Sending of arbitrary e-mail attachments in a business environment without notice is inconsiderate. Why you ask?
Contrary to what popular belief seems to be, you should not just attach anything, at any time, to an e-mail and click Send. Well, you can physically do so but that doesn’t mean you should. You could reformat your hard drive and erase all your files too, but you don’t do that do you?
Not all files are meant to go through the e-mail pipeline. High resolution photos, PowerPoint and Excel files come to mind. And what if the other side doesn’t have PowerPoint or is on a Mac? You would know this if you asked first.
Building business relationships is about courtesy and respecting others time. I receive on average of 10 highly formatted resumes, Power Point presentations, Excel spreadsheets and RFQs every day of the week. No where on any of my sites do I even hint that I’m hiring. I’m not — I’m a one woman show!
Power Point presentations and RFQs for me to quote projects (that one can tell are being forwarded to numerous parties without respect for anyone’s time) certainly doesn’t lend to me viewing these folks as those I will be able to work with efficiently. Especially considering I am clear about my time constraints and how I work on my site that was either not read or just ignored. Blindly sending these type of attachments — without any personal comments directed specifically to me or my services, does not encourage me to consider these projects.

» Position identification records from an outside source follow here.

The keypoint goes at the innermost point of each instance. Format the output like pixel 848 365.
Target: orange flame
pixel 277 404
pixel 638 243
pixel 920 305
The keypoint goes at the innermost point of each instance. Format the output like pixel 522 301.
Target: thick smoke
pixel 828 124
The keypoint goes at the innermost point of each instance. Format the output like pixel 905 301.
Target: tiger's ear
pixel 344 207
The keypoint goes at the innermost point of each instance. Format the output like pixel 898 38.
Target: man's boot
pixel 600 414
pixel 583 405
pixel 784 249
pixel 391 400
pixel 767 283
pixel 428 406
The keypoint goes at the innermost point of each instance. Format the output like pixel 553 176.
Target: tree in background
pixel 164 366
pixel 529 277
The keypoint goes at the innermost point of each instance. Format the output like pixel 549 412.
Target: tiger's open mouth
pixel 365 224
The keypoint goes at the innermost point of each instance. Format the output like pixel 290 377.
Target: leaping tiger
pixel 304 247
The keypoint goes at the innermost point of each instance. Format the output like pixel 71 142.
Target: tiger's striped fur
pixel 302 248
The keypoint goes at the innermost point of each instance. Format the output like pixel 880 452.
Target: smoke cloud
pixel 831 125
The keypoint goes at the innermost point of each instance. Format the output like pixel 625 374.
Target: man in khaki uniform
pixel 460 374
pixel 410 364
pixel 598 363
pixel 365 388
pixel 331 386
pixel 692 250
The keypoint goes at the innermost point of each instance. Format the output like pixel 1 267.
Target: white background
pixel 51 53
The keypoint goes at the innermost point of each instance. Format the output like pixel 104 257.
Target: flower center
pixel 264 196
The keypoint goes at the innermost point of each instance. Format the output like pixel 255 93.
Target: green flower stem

Actually it is a big fat red flag.
Another bad habit that is becoming increasingly apparent is because we are working evenings or on weekends that we think can send unasked for attachments to others who most certainly are not in the office. Refrain from sending files of any kind, especially the ones megs in size, outside of business hours when the other side is most likely not there to receive your files. The exception would be if you had a previous discussion with the recipient and let them know you would be sending the attachment outside of business hours and they were okay with that.
Before you send your attachments always ask who you are sending to what format works for them and when would be the best time to do so to ensure they are there to download them and keep their e-mail flowing.
While some may think they can send attachments when it is convenient to them alone, it really isn’t a choice. It’s proper technology use with a dash of courtesy. Ask first… That’s all you have to do to be viewed as a business onliner who gets it, wants to get it and thinks of others besides themselves. That’s called tech savvy!